Security updates are only provided for the current master branch. Pinned deployments should track master for security fixes.

Do not open a public issue. Please report security vulnerabilities privately:

• Telegram: @froggychips
• Email: big@froggychips.xyz

Include: reproduction steps, the payload used (if applicable), Kubernetes version, and what action was triggered or could have been triggered.

The copilot receives AlertManager webhook payloads and passes alert labels and annotations to an LLM (Anthropic Claude). An attacker who controls an alert's labels or annotations fields can attempt to inject instructions into the LLM context that cause it to generate an ExecutionIntent targeting Kubernetes resources outside the intended scope.

This is the highest-severity threat surface in this project.

• Prompt injection via AlertManager alert labels/annotations → unauthorized K8s exec, scale, restart, or delete
• Authentication bypass on the approval endpoint (POST /approvals/{id}/approve) allowing an unapproved action to execute
• Namespace guard (k8s_guard.py) bypass — a crafted namespace name that passes the pattern check but escapes the intended tier boundary
• SAFE_MODE=false in production without compensating controls — this removes the approval requirement for destructive actions
• Redis (Celery broker) compromise leading to arbitrary task injection into the execution queue
• Database (DATABASE_URL) exposure leaking approval history or execution logs

• Compromise of the Anthropic API itself (report to Anthropic)
• AlertManager or Prometheus vulnerabilities (report to those projects)
• Kubernetes API server vulnerabilities (report to the Kubernetes project)
• Attacks requiring existing cluster-admin access
• Discord server compromise (the bot has read/write to a channel, not admin access)

The alertmanager webhook endpoint accepts POST requests without authentication by default. Any party that can reach the endpoint can submit a synthetic alert payload with arbitrary labels and annotations.

Mitigations to consider:

• Deploy behind a network policy or ingress that restricts the source to AlertManager only
• Add HMAC signature verification matching AlertManager's webhook secret support
• Validate that labels.alertname and labels.namespace match an allowlist before passing to the LLM

Current state: authentication is not implemented by default. This is the most critical gap.

The guard classifies namespaces into tiers (e.g. production, staging, dev) based on name patterns and enforces which tiers require approval or are forbidden. A namespace whose name matches an unintended pattern could be misclassified.

Review checklist:

• Pattern matching must be anchored (full string match, not substring)
• New namespaces should default to the most restrictive tier, not the least
• production tier must always require approval regardless of SAFE_MODE

The LLM generates structured ExecutionIntent objects that are validated before execution. The approval flow (POST /approvals/{id}/approve) must verify:

• The approver is an authorized principal (not just any Discord user)
• The intent ID has not already been approved or expired
• The intent was not modified between generation and approval

A replay or TOCTOU attack on the approval endpoint could allow a previously rejected or expired intent to execute.
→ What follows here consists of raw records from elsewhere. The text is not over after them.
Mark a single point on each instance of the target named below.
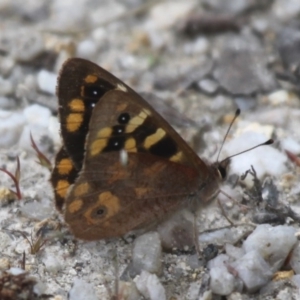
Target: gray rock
(147, 253)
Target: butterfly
(122, 166)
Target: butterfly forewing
(160, 172)
(122, 166)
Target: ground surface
(205, 59)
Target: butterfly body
(103, 195)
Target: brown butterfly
(102, 194)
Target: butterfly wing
(113, 195)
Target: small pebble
(150, 286)
(11, 127)
(254, 271)
(47, 81)
(273, 243)
(147, 253)
(221, 281)
(81, 290)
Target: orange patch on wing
(74, 121)
(121, 107)
(97, 146)
(75, 206)
(154, 138)
(130, 145)
(178, 157)
(77, 105)
(91, 79)
(110, 202)
(65, 166)
(141, 191)
(118, 173)
(81, 189)
(154, 169)
(137, 121)
(62, 188)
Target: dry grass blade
(15, 178)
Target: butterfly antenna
(237, 113)
(268, 142)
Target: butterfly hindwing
(108, 189)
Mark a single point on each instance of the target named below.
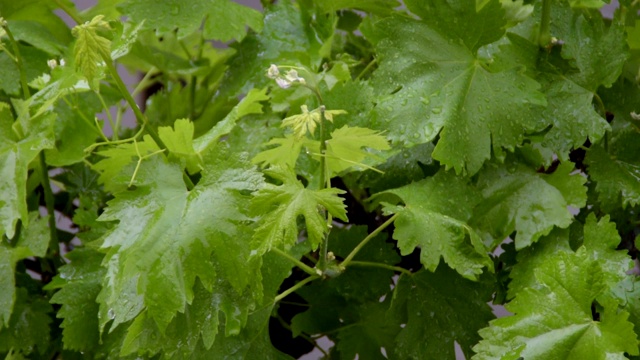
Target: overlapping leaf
(519, 199)
(430, 82)
(438, 309)
(435, 218)
(555, 321)
(167, 236)
(223, 20)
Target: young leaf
(19, 145)
(555, 321)
(91, 48)
(435, 218)
(438, 309)
(79, 283)
(282, 205)
(344, 149)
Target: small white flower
(285, 84)
(292, 76)
(273, 72)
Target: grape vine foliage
(339, 178)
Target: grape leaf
(284, 203)
(224, 20)
(366, 333)
(344, 149)
(435, 218)
(36, 34)
(423, 93)
(283, 40)
(79, 283)
(29, 325)
(378, 7)
(166, 235)
(19, 145)
(555, 320)
(33, 241)
(284, 153)
(91, 48)
(438, 309)
(600, 239)
(519, 199)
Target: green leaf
(224, 20)
(283, 40)
(283, 204)
(91, 48)
(166, 237)
(600, 240)
(285, 153)
(378, 7)
(519, 199)
(79, 283)
(36, 34)
(555, 321)
(367, 332)
(28, 328)
(19, 145)
(616, 172)
(435, 218)
(598, 51)
(117, 158)
(450, 92)
(179, 142)
(438, 309)
(344, 149)
(249, 105)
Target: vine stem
(306, 268)
(364, 241)
(295, 287)
(544, 36)
(140, 117)
(380, 265)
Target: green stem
(306, 268)
(544, 37)
(140, 117)
(364, 242)
(295, 288)
(380, 265)
(324, 245)
(49, 202)
(16, 52)
(72, 14)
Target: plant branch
(380, 265)
(306, 268)
(295, 287)
(544, 36)
(364, 242)
(49, 202)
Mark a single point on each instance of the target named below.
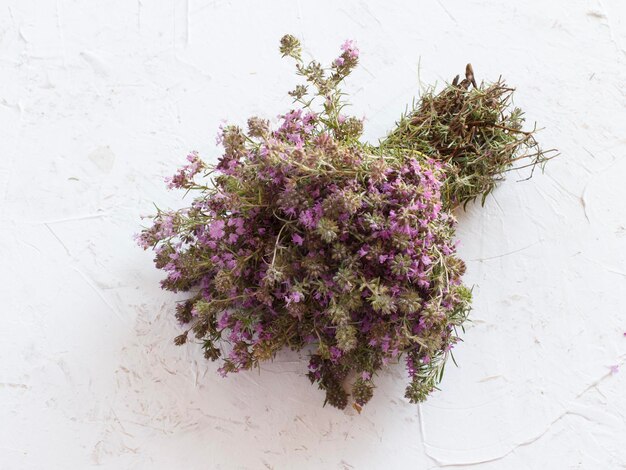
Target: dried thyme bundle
(304, 237)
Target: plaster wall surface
(99, 101)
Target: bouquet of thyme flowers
(304, 237)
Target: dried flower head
(302, 236)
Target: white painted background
(100, 100)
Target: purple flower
(216, 229)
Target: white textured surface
(100, 100)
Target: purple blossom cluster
(303, 237)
When SAFE_MODE is disabled, destructive actions (scale-down, restart, delete) execute without requiring approval. This setting must not be active in production without a compensating control (e.g. restricting the webhook source, enabling audit logging, requiring MFA for the approval channel).

The Celery task queue uses Redis as a broker. If Redis is reachable without authentication or TLS, an attacker could inject arbitrary Celery tasks, including ones that invoke Kubernetes actions outside the normal LLM → intent → approval flow.

Ensure REDIS_URL uses authentication (redis://:password@host) and is not exposed outside the cluster.

The database stores execution history and approval records. Exposure of DATABASE_URL leaks operational history and could allow tampering with audit logs. Use a least-privilege DB user with read/write only to the application schema.

• Alert data reaches Anthropic. Alert labels and annotations are included in the LLM prompt and sent to the Anthropic API. Do not include PII (usernames, IP addresses, customer data) in alert labels — keep them to service/namespace/metric identifiers.
• Discord is semi-public. Approval requests posted to Discord channels are visible to all channel members. Do not include sensitive payload details in Discord messages; use the database record for full context.
• No credentials in labels. Never put secrets, tokens, or connection strings in alert labels — they will appear in LLM context, Discord messages, and audit logs.

• Webhook is unauthenticated by default. This is the most significant gap. Network-level isolation (K8s NetworkPolicy, ingress IP allowlist) is the primary compensating control until HMAC verification is added.
• Namespace guard is pattern-based. Name-based classification can be fooled by creative naming. A defence-in-depth approach (e.g. namespace labels set by cluster-admin, not the namespace name) would be more robust.
• LLM output is not formally verified. The ExecutionIntent schema validation catches structural errors but cannot prove the intent matches the operator's goal. Human approval is the last line of defence for destructive actions.
• No rate limiting on the webhook endpoint. A flood of synthetic alerts could exhaust LLM API quota or create a backlog of pending approvals.